WhatsApp Bot for a Restaurant: Reservations + Menu, 48 Hours

Apr 5, 2026 6 min read

A 40-seat restaurant was handling 80+ WhatsApp messages a day by hand — reservations, menu queries, hours, allergies. Staff were losing 2 hours of floor time to a shared phone. Here's exactly what we built to fix it.

The situation

Dimitri runs a Mediterranean restaurant in a busy area. His WhatsApp number is on every menu, every table card, and his Google Maps listing. The channel works — guests use it — but it had become a full-time job.

Peak service, his front-of-house staff were stepping off the floor to answer: "Do you have a vegan option?", "Can I book a table for four on Friday?", "What time do you close?". Each reply takes 30–60 seconds. Across 80 messages a day, that's nearly 2 hours of lost floor time, every single day.

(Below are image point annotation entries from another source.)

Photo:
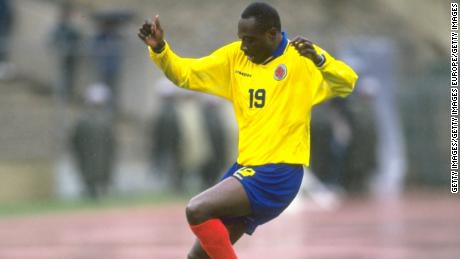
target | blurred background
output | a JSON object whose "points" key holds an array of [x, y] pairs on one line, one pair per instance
{"points": [[85, 115]]}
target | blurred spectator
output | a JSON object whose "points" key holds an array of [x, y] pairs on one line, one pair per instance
{"points": [[214, 128], [376, 62], [107, 51], [65, 41], [7, 17], [166, 136], [93, 142], [343, 154]]}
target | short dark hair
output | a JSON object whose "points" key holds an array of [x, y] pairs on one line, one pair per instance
{"points": [[266, 16]]}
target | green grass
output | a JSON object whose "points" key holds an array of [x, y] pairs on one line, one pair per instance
{"points": [[33, 208]]}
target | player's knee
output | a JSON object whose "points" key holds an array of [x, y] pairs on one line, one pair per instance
{"points": [[197, 212]]}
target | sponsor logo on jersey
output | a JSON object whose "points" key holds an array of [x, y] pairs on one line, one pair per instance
{"points": [[280, 72], [241, 73], [244, 172]]}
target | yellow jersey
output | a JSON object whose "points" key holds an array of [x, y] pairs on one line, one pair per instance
{"points": [[272, 101]]}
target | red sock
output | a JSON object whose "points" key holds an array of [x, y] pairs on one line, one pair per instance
{"points": [[214, 239]]}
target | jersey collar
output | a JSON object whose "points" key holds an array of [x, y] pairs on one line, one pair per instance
{"points": [[279, 50]]}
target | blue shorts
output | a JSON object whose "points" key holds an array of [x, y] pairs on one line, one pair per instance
{"points": [[270, 189]]}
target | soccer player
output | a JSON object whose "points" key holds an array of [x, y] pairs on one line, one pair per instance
{"points": [[273, 84]]}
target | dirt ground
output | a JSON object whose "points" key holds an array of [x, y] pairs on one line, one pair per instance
{"points": [[419, 226]]}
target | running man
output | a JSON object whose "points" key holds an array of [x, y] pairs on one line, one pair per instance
{"points": [[273, 83]]}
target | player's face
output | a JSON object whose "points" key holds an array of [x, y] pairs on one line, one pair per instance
{"points": [[256, 44]]}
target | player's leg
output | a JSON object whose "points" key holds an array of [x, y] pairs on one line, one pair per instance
{"points": [[236, 231], [226, 199]]}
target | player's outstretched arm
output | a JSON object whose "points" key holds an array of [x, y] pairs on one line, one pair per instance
{"points": [[306, 49], [152, 34], [338, 79]]}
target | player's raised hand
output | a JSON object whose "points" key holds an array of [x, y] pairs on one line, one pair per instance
{"points": [[152, 34], [306, 49]]}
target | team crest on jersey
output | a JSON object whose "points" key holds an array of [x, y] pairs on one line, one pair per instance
{"points": [[244, 172], [280, 72]]}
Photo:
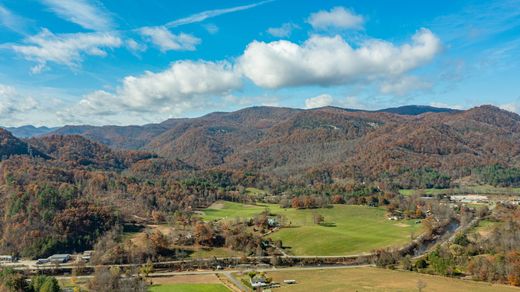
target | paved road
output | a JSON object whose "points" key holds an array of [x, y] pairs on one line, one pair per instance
{"points": [[235, 281], [229, 273]]}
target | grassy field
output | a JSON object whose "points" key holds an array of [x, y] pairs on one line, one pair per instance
{"points": [[373, 279], [229, 210], [347, 230], [484, 189], [214, 252], [189, 288]]}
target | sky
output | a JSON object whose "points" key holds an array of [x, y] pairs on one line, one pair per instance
{"points": [[144, 61]]}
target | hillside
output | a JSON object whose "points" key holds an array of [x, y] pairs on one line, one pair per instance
{"points": [[330, 141], [10, 145], [29, 131]]}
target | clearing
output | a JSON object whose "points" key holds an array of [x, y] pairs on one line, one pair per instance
{"points": [[374, 279], [347, 229]]}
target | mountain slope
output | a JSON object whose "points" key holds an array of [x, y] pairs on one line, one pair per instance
{"points": [[285, 142], [29, 131], [10, 145]]}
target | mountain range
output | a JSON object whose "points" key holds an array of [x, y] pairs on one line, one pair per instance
{"points": [[286, 142]]}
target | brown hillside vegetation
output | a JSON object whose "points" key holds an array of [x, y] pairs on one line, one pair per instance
{"points": [[290, 142]]}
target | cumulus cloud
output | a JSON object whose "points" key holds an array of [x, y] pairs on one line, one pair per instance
{"points": [[337, 17], [283, 31], [65, 49], [166, 41], [404, 85], [90, 15], [319, 101], [184, 86], [327, 61]]}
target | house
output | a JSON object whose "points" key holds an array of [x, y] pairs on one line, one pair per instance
{"points": [[59, 258], [470, 198], [87, 255], [6, 259], [257, 281]]}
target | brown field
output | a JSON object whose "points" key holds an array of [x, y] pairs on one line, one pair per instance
{"points": [[374, 279]]}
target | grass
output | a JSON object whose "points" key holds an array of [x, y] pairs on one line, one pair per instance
{"points": [[347, 230], [189, 288], [357, 229], [485, 226], [214, 252], [482, 189], [255, 192], [373, 279], [229, 210]]}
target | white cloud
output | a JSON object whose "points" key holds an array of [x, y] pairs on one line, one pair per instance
{"points": [[332, 61], [201, 16], [134, 46], [65, 49], [404, 85], [512, 106], [90, 15], [337, 17], [283, 31], [185, 86], [166, 41], [319, 101], [13, 105], [211, 28], [446, 105], [11, 21]]}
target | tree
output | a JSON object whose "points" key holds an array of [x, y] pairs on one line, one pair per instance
{"points": [[147, 268], [406, 263], [317, 218], [50, 285], [421, 285]]}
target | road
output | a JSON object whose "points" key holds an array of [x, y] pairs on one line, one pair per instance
{"points": [[229, 273]]}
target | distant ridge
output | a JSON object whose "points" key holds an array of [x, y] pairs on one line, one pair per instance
{"points": [[29, 131]]}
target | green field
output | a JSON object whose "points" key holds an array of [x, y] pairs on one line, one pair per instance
{"points": [[214, 252], [229, 210], [189, 288], [373, 279], [348, 229], [483, 189]]}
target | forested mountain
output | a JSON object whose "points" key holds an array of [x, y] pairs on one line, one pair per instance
{"points": [[344, 143], [60, 180], [10, 145], [29, 131]]}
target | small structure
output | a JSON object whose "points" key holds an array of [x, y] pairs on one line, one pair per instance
{"points": [[6, 259], [87, 255], [59, 258], [470, 198], [258, 281], [272, 222], [42, 261]]}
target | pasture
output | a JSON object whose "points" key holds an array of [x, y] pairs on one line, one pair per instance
{"points": [[374, 279], [347, 229]]}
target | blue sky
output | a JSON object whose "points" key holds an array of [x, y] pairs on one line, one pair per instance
{"points": [[104, 62]]}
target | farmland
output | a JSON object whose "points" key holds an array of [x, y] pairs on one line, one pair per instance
{"points": [[189, 288], [373, 279], [346, 230]]}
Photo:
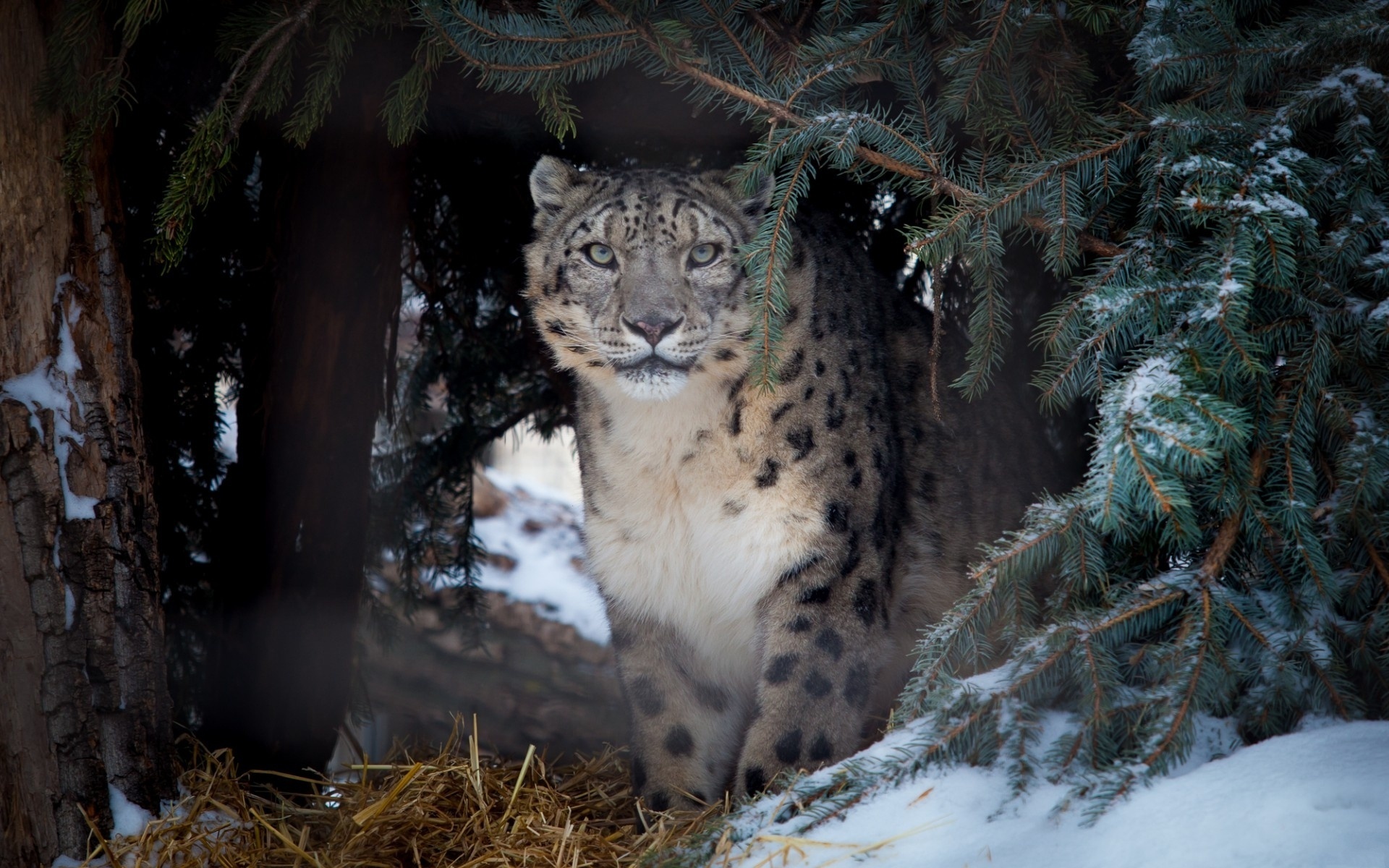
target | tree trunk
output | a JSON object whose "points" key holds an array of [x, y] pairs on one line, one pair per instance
{"points": [[84, 703], [279, 676]]}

Ignoring messages wasn't an option either. WhatsApp Business tracks response rates, and that metric feeds Google's local search ranking. Slow to respond = less visible. He was stuck in a loop: answer fast and lose staff time, or protect the floor and lose discoverability.

What we mapped

We logged a week of incoming messages and categorised every one. The breakdown was stark:

86% of messages could be handled automatically. That last 14% — private hire inquiries, complaints, unusual requests — still needed a human. But routing only those to staff would cut the interruption load by almost 6x.

What we built

A WhatsApp Business API bot running on n8n, with Google Sheets as the reservation store and a JSON knowledge base for menu and FAQ content. Full flow:

restaurant whatsapp bot — n8n + whatsapp business api
💬
WhatsApp Inbound
Webhook trigger
──▶
🧠
Intent Classifier
Reserve / Menu / Info / Escalate
──▶
🔀
Branch Router
4-way split
──▶
📅
Sheets / KB Lookup
Availability or FAQ
──▶
Reply + Notify
WhatsApp + Telegram
↳ message in → classified in <2s → answered instantly or escalated with full context → staff Telegram ping for reservations + edge cases only

The intent classifier reads the raw message and assigns a category. For menu and info queries, it pulls from a JSON knowledge base — allergens, dietary options, hours, location, dress code. Dimitri updates this file himself when the menu changes. It takes about 90 seconds.

Reservation requests kick off a guided conversation: the bot collects date, time, and party size, checks Google Sheets for slot availability, and confirms or offers alternatives. Every booking writes to the sheet and fires a Telegram notification to the manager — no need to monitor the WhatsApp thread.

Anything that doesn't fit cleanly — unusual requests, ambiguous intent, anything the classifier scores below 80% confidence — gets escalated. The staff member receives a Telegram message with the full conversation context and a one-tap "reply" button that opens the WhatsApp thread. Human time is spent only where it's actually needed.

The details that mattered

Core flow: ~6 hours. The rest of the 48 was edge cases and polish:

A bot that confidently misunderstands a guest is worse than no bot at all. Getting these details right is the difference between something that helps and something that creates complaints.

The stack

n8n handles all the orchestration — webhook intake, classification logic, Sheets reads/writes, WhatsApp replies, Telegram alerts. It runs on a $6/month VPS we provisioned as part of the build. WhatsApp Business API access uses Meta's Cloud API directly — no third-party platform subscription, just a verified business account (free tier covers volumes like this comfortably).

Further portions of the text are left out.